Lá pelos idos de 1953, eu morava no bairro da Água Fria e conheci uma moça que se chamava Maria Augusta e residia nos Jardins, bem perto do Trianon, onde hoje se encontra o Museu de Arte, na Paulista. Naquela época não existia a facilidade e a liberdade que o jovem tem hoje em dia. O namoro e a possibilidade de dar uns beijinhos e uns amassos só eram possíveis na sombra da noite e, no meu caso, nas alamedas do jardim do Trianon. Apesar dessas dificuldades o desejo do jovem era tanto ou maior que agora, pois havia planejamento, estratégia e muita adrenalina rolando para um simples atraco, que geralmente não passava disso.

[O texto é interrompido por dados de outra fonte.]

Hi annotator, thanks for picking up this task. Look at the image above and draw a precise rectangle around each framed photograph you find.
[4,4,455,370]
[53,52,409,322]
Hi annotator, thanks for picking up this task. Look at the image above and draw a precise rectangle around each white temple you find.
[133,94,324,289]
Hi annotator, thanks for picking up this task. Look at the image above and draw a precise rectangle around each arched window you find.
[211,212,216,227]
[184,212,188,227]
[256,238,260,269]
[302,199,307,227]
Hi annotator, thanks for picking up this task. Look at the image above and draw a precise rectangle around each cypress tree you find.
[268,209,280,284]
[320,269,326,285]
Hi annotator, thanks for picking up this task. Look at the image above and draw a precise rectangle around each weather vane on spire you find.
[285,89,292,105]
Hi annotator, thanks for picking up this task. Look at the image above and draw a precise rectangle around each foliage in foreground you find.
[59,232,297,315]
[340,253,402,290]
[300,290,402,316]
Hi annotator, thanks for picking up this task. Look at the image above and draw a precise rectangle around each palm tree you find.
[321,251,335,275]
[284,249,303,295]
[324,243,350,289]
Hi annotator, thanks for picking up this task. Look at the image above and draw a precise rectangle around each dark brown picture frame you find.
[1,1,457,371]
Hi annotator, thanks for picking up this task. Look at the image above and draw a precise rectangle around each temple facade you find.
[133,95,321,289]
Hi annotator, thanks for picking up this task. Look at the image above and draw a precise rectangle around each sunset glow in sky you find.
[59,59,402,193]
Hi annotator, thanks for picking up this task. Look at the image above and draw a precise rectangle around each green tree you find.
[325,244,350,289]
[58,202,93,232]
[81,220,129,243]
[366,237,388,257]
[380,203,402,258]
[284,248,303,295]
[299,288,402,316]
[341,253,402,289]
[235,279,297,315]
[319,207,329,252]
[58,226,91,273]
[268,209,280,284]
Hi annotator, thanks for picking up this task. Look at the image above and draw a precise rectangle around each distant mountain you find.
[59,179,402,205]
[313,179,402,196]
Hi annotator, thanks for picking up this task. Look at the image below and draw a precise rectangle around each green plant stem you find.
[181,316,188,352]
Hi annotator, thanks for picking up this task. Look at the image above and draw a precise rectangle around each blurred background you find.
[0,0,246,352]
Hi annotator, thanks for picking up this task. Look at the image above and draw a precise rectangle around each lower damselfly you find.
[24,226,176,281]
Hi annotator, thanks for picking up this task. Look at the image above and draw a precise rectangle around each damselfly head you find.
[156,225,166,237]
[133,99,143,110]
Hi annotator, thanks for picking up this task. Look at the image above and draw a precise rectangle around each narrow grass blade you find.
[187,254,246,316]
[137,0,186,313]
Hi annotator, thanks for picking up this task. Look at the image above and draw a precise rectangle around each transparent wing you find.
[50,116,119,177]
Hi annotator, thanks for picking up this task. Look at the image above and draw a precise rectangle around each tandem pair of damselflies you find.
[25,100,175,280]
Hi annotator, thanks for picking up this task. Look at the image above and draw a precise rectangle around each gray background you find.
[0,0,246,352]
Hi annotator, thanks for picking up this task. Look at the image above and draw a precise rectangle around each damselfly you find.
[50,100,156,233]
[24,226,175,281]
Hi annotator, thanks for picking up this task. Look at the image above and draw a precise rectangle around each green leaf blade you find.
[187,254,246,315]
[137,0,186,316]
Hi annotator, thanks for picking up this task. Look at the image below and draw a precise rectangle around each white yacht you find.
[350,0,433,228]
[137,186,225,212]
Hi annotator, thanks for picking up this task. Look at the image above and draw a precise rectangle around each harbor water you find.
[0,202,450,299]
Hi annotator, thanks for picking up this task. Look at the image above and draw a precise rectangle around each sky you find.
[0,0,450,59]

Naquela época, o fato de uma garota engravidar era o suficiente para virar uma tragédia, às vezes levadas ao extremo, o que obrigava os pombinhos a se casarem diante do delegado de polícia, do sogro babando de raiva do futuro marido de sua filha e não era tão raro quando simplesmente o pai expulsava a filha de casa, muito mais preocupado com a reputação da família do que com a própria filha. Num sábado à noite, lá estava eu, ansioso e com a boca seca, à espera da garota que iria aliviar, com os seus suspiros e seus abraços, aquele fugaz momento que justificaria a confissão na missa do domingo, como se tudo fosse necessário.
A absolvição assim transcorria; em geral esse tipo de situação, naquela São Paulo tão ingênua, graciosa e sem maldade. Isto posto, deixei a garota na porta do seu edifício e saí tremendo as pernas e o corpo, todo aliviado e incompleto, porém muito feliz em busca do bonde que me deixaria na Praça do Correio. Faz-se necessário dizer, para muitos que não conheceram os bondes, havia dois tipos deles; o fechado, que era chamado de camarão e o bonde aberto, no qual os bancos para sete pessoas eram voltados um para o outro, de forma tal que passageiro sentado ficava cara a cara com os outros passageiros.
Pois bem, eu tomei o bonde e fiquei cara a cara com cinco freiras que me fitavam com olhar disfarçado e divertido que provocavam coxixos entre elas, e eu não me dava por vencido, pois sempre fui muito extrovertido; as encarava também, sorrindo até que uma delas me ofereceu um lenço, sugerindo que eu o passasse no rosto. E qual não foi a minha surpresa quando o lenço aparece tingido de batom avermelhado que devolvi, surpreso, com cara de cachorrinho que peidou na igreja.